Second, it is simply false to say that Scholastic explanations in terms of final causality necessarily reduced to empty appeals to an inscrutable divine will. For Thomists, anyway, to discover the end toward which something is directed is to discover something about its nature or essence, something which could not have been otherwise. If things did not have the causal powers they do in fact have, they simply would not be the things they are. We are not in the position of saying (for example) that eyeballs are for seeing only because God arbitrarily decided to make them for seeing, as if he could have made them instead for digesting food or for flying. Such pseudo-explanatory appeals to sheer divine fiat might be the logical outcome of the nominalist rejection of universals and essences, but they were no part of the Thomistic view of divine creation.
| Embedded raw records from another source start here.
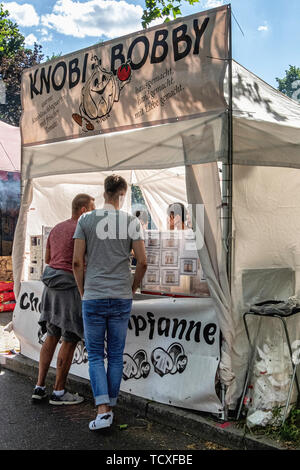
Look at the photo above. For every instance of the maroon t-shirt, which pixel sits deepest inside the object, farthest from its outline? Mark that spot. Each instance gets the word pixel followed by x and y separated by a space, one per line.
pixel 61 244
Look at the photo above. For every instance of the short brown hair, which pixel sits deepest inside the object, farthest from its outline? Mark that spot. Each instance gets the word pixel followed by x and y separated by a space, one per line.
pixel 113 184
pixel 81 200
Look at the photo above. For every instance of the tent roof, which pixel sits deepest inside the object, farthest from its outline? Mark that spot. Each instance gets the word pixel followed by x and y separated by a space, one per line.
pixel 10 148
pixel 265 125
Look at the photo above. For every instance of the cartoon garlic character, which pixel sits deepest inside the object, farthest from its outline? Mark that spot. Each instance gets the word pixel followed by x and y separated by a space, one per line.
pixel 99 94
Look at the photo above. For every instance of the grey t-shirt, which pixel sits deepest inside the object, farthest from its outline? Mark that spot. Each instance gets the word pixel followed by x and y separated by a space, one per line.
pixel 108 235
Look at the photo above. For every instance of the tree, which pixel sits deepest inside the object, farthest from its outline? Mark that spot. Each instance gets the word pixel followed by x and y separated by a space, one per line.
pixel 14 58
pixel 156 9
pixel 290 84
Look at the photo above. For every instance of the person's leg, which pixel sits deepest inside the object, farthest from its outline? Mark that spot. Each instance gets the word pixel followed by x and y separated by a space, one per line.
pixel 63 363
pixel 116 338
pixel 46 356
pixel 94 320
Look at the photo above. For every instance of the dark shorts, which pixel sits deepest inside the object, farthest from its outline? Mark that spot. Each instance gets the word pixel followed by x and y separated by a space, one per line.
pixel 68 336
Finally, as Della Rocca points out, to complain that we do not know what God’s purposes are would not (even if it were generally true) be to show that he does not have any purposes, and thus it does nothing to show that there are no final causes.
All told, then, Spinoza’s arguments against final causes are about as good as those of the other early modern philosophers – that is to say, not good at all.
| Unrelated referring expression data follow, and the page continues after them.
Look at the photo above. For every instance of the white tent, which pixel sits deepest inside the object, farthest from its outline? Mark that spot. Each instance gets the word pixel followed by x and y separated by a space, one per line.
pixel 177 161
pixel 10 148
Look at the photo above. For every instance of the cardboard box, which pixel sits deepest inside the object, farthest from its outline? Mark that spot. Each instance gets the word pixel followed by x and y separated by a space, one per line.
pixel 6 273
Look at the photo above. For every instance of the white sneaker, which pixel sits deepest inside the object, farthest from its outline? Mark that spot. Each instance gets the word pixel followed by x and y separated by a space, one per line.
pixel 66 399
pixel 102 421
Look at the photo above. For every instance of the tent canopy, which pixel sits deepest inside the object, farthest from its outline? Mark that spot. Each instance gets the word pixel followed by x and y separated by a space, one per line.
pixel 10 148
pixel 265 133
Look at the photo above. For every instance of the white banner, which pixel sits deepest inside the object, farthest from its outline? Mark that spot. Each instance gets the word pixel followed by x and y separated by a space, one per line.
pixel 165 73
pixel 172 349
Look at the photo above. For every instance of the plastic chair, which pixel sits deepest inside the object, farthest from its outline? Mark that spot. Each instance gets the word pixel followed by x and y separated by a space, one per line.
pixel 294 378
III. Implications of abandoning final causes
Where Spinoza does have something plausible to say about final causes is in his discussion of what would follow from abandoning them. Lurking in the background of his discussion here is the objection his critics would raise against his pantheism to the effect that Deus sive Natura would seem less than perfect if the evil and ugliness we see in the world around us were thought to follow necessarily from his nature. Spinoza answers that our ordinary conceptions of good and evil, order and disorder, beauty and ugliness derive from belief in final causes, so that if the latter is abandoned so too must the former be abandoned. And when that is done, we will see that we have no basis for describing anything that follows necessarily from Deus sive Natura as evil, ugly, etc. Such judgments reflect only our parochial concern with ourselves, rather than an informed understanding of our (relatively trivial) place in the larger scheme of things.
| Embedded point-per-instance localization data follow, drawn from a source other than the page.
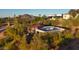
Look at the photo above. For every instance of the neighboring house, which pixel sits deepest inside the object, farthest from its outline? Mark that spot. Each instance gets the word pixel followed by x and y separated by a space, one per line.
pixel 49 29
pixel 66 16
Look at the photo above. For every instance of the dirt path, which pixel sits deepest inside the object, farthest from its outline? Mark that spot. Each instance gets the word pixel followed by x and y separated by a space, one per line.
pixel 1 35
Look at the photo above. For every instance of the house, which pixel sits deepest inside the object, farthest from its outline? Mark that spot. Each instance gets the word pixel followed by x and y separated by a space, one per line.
pixel 44 29
pixel 66 16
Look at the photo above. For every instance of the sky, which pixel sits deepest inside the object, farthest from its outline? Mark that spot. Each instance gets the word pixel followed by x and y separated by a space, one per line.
pixel 36 12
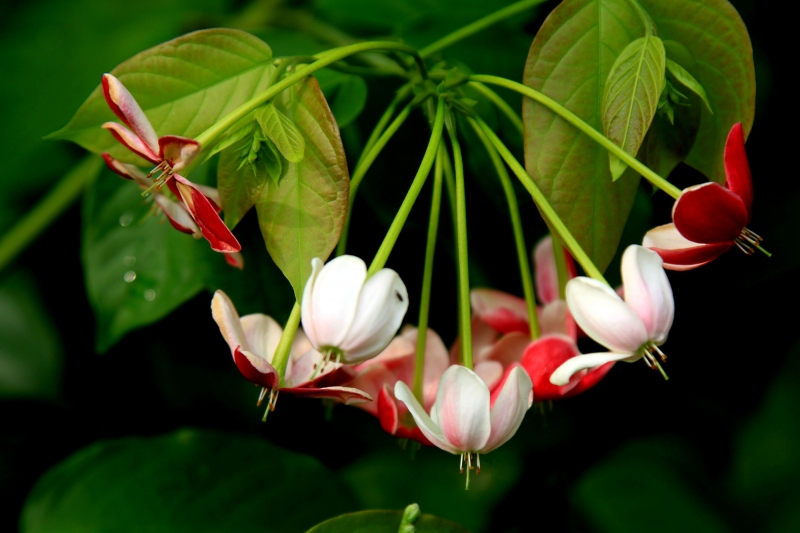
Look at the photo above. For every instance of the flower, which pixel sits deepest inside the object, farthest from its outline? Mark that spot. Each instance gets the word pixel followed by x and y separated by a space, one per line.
pixel 253 340
pixel 377 377
pixel 465 420
pixel 347 315
pixel 170 154
pixel 631 329
pixel 710 219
Here at last, I would say, Spinoza is right: Our ordinary conceptions of good and evil, order and disorder, beauty and ugliness – and indeed, any conception of these things – cannot survive the abandonment of final causes. And absolutely nothing that human beings might either suffer or perpetrate can consistently be judged evil, ugly, or disordered in their absence. That is precisely why the world has grown progressively uglier, more disordered, and more evil and irrational the more thoroughly it has assimilated the anti-teleological worldview of Spinoza and the other moderns.